Certainties needed – even if they bring hurt

… people need certainties, more than ever in these disturbed and disoriented times. … Even if those certainties bring hurt to them and others.

This is another quote from C. J. Sansom’s Revelation, once again said of the rejection of new medical knowledge during Tudor times. Yet again it strikes me how true this still rings today.

Under the seams runs the pain

Geryon struggles on in Anne Carson’s Autobiography of Red, grieving for the devastating loss of a lover. But we also learn about other aspects of his life. Like Carson herself (there are strong autobiographical references in this story), he is a linguist. And so, sat in a café in Buenos Aires, ‘he rummaged inside himself for Spanish phrases’. Yet what he found was that

German irregular verbs
were marching across his mind as the waiter drew up at his table and stood …

Two key issues that pervade the narrative are Geryon’s difficulties with self-acceptance (being red and endowed with wings, he is noticeably different from everyone else) and how he is perceived by others. Thus there is

the fear of ridicule,
to which everyday life as a winged red person had accommodated Geryon early in life …

as well as this telling dialogue with a woman he met in a bar:

Who can a monster blame for being red?
What? said Geryon starting forward.
I said looks like time for you to get home to bed, she repeated, and stood,
pocketing her cigarettes.

One of his endearing character traits is a desperate need for order. As he enters a lecture room, we are told:

Geryon disliked a room without rows.
His brain went running back and forth over the disorder of desks trying to see
straight lines. Each time finding
an odd number it jammed then restarted.

On another occasion, he struggles when someone he has enjoyed a good conversation with leaves the bar, abandoning him to the company of virtual strangers.

Oh don’t go, thought Geryon who felt himself starting
to slide off the surface of the room
like an olive off a plate. When the plate attained an angle of thirty degrees
he would vanish into his own blankness.

And so:

Geryon subsided into his overcoat
letting the talk flow over him warm as a bath.

Once more, I am finding myself amazed at how well Carson captures the panic an introvert might face in a situation like that.

But loss and grief remain his main problems. In a conversation with another stranger the issue of emotionlessness or artaraxia comes up, which Geryon defines as ‘absence of disturbance’ but which so evidently eludes him. Whatever he does,

Under the seams runs the pain.

In his desire to come to terms with his struggle and life generally, he eventually takes up philosophy:

We would think ourselves continuous with the world if we did not have moods.
It is state-of-mind that discloses to us
(Heidegger claims) that we are beings who have been thrown into something else.
Something else than what?
Geryon leaned his hot forehead against the filthy windowpane and wept.
Something else than this hotel room

Geryon sat on his bed in the hotel room pondering the cracks and fissures
of his inner life. …

Yet Geryon did not want
to become one of those people
who think of nothing but their stores of pain. He bent over the book on his knees.
Philosophic Problems.
‘… I will never know how you see red and you will never know how I see it.
But this separation of consciousness
is recognized only after a failure of communication, and our first movement is
to believe in an undivided being between us ….’

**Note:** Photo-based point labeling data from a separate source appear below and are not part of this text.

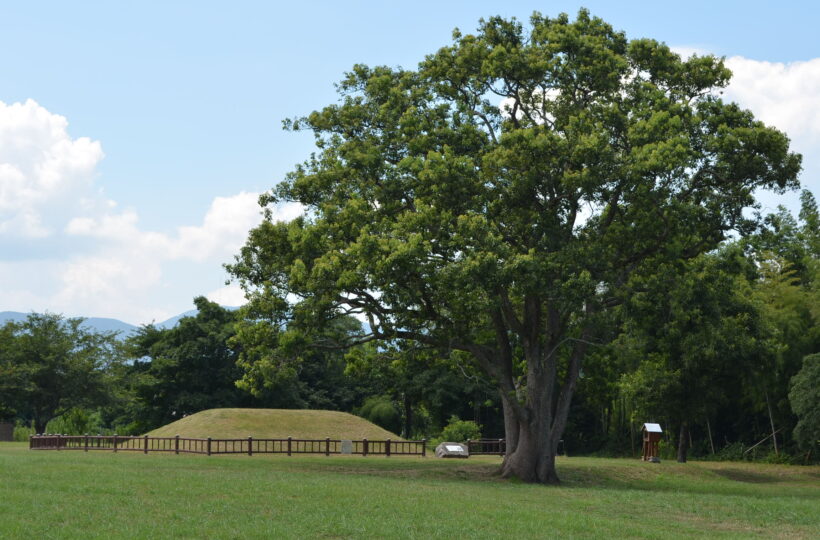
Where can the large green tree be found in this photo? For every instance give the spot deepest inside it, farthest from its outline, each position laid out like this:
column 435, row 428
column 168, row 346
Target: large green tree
column 498, row 199
column 185, row 369
column 49, row 364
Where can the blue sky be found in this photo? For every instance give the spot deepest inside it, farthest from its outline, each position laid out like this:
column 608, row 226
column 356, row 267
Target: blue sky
column 162, row 121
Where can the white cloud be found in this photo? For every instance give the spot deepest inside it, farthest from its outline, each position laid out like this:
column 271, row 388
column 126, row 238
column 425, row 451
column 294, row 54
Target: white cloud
column 42, row 170
column 105, row 264
column 783, row 95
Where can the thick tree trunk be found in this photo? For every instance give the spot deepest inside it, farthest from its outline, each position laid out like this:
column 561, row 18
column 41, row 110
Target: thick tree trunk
column 683, row 442
column 511, row 426
column 533, row 459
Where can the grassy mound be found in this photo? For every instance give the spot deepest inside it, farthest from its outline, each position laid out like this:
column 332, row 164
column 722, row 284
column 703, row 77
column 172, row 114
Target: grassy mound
column 273, row 424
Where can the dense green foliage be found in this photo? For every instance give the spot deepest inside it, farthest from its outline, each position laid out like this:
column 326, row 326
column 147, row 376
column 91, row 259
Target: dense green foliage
column 805, row 401
column 510, row 231
column 49, row 365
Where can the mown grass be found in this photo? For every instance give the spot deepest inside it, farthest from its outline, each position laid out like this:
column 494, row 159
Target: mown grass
column 273, row 424
column 48, row 494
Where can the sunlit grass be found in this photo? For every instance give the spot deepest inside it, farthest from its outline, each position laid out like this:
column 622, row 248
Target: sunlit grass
column 273, row 424
column 101, row 494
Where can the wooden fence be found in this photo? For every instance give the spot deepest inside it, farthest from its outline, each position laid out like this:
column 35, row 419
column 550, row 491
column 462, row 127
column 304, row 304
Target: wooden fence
column 486, row 447
column 209, row 446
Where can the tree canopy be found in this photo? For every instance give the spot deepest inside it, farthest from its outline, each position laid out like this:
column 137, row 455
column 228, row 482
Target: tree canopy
column 49, row 365
column 501, row 197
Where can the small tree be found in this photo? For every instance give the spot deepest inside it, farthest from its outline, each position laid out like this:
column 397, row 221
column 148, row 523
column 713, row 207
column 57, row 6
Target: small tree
column 49, row 364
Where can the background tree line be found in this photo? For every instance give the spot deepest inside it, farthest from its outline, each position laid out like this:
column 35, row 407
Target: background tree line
column 721, row 350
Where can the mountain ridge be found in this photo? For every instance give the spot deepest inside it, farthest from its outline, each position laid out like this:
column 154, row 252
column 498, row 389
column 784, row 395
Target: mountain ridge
column 107, row 324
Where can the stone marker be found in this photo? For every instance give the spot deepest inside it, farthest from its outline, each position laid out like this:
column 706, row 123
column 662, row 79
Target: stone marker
column 6, row 431
column 450, row 449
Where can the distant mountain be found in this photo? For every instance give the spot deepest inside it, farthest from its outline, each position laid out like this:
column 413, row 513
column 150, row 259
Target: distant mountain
column 170, row 323
column 96, row 324
column 102, row 324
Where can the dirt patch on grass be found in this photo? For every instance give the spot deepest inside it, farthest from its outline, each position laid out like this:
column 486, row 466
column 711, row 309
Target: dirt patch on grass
column 744, row 475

Carson so brilliantly exposes the autobiographical dimension that inheres in our work and study. Geryon, for obvious reasons, is particularly intrigued by the notion of redness. More generally though he is concerned with perception (how we perceive ourselves and are perceived by others), consciousness and the impossibility of communication.

His reading also leads him to explore the nature of depression:

‘Depression is one of the unknown modes of being.
There are no words for a world without a self, seen with impersonal clarity.
All language can register is the slow return
to oblivion we call health when imagination automatically recolors the landscape
and habit blurs perception and language
takes up its routine flourishes.’ He was about to turn the page for more help …

Yet again, Carson offers such an intriguing perspective in these lines. There are quite a few fascinating angles here, but I particularly love the final words, ‘he was about to turn the page for more help’.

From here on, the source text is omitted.